City on Wheels. Spring in the Air. Jazz and City—Piano.

So few Chinese art enthusiasts know anything about Israeli art that David Gerstein, one of Israel’s most influential artists, has taken it upon himself to serve as a messenger between the two countries. Over the last few years, Gerstein has visited China many times to install public art projects in various cities across the country. Recently, his first solo exhibition in China was hosted by Today Art Museum in Beijing. The exhibition, themed “Layers,” features the artist’s multi-layered cut-out sculpture art and traces his artistic exploration process through different stages. Centered around the evolution of his artistic language, the exhibition showcases his most characteristic cut-out art to cut straight into the philosophies of the artist.

“I am very glad to hold such an exhibition in Beijing,” says Gerstein. “I really hope my exhibition serves as a window for Chinese spectators to enjoy Israeli art.”

David Gerstein, born in Jerusalem in 1944, is a public artist and sculptor in Israel. He has been seeking to push the limits of painting, and cut-out sculptures have come to represent his ground-breaking experiments to add a third dimension to the art form. In 1987, David Gerstein held his first large solo exhibition in an Israeli museum where his cut-out sculptures drew intense scrutiny from international art circles. Three decades later, his works can be found around the globe.

Many can be found in China. One highlights a senior center in Beijing: a tree covered with butterflies. “David’s works always embody great aspirations and lust for life,” says curator Angela Lu. “When I met him many years ago, I knew I wanted to introduce his art to China. Today, my dream has finally come true.” 

David Gerstein began exploring various art forms in the 1970s.

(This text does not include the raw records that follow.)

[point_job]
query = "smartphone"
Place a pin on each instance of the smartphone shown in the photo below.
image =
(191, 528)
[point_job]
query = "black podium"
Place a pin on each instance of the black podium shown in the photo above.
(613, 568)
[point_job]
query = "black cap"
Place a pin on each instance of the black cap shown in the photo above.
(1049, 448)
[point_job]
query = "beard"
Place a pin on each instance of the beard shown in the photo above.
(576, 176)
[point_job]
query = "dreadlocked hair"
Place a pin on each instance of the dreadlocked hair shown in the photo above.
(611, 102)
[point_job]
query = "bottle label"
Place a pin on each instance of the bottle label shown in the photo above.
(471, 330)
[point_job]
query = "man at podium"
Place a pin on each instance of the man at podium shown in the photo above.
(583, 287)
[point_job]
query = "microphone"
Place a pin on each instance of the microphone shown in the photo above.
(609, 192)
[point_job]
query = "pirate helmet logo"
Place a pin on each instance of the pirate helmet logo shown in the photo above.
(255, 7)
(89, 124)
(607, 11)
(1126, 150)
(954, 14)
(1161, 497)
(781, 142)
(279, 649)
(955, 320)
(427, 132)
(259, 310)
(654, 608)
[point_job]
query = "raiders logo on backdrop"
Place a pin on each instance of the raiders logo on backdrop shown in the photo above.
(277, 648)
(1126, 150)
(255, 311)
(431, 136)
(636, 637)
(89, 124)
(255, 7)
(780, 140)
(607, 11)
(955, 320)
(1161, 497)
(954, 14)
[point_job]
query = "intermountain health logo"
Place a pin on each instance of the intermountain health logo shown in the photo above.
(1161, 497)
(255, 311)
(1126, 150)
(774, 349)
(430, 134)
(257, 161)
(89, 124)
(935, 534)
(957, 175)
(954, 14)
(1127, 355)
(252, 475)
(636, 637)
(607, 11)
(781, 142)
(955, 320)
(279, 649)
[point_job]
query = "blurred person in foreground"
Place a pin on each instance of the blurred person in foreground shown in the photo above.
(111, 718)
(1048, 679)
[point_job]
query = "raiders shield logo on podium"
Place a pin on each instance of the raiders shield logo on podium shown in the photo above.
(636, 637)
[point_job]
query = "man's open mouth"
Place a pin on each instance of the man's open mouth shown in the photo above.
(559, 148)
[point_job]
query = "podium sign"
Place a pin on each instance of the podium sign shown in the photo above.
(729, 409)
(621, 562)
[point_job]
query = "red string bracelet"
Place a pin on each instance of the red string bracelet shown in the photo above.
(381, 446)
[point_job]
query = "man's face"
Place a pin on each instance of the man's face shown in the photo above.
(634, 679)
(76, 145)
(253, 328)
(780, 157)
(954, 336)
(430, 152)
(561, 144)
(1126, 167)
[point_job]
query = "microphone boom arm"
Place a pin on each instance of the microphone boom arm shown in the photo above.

His early efforts mainly focused on figurative paintings with realistic style. These works were mostly themed on urban landscapes and his experience with dark palettes, and a sense of isolation and reclusion runs throughout this stage of his work.

In the 1980s, his work shifted to a different stage: He switched focus from painting to sculpture and his preferred palette changed from dark to brighter colors. During this time, he began breaking the boundaries of two-dimensional painting by creating three-dimensional sculptures and developing unique “cut-out sculptures.”

“Israeli artists are usually weighed down by sad history and national suffering,” explains Angela Lu. “But David made a change. His work always embraces life and hope.”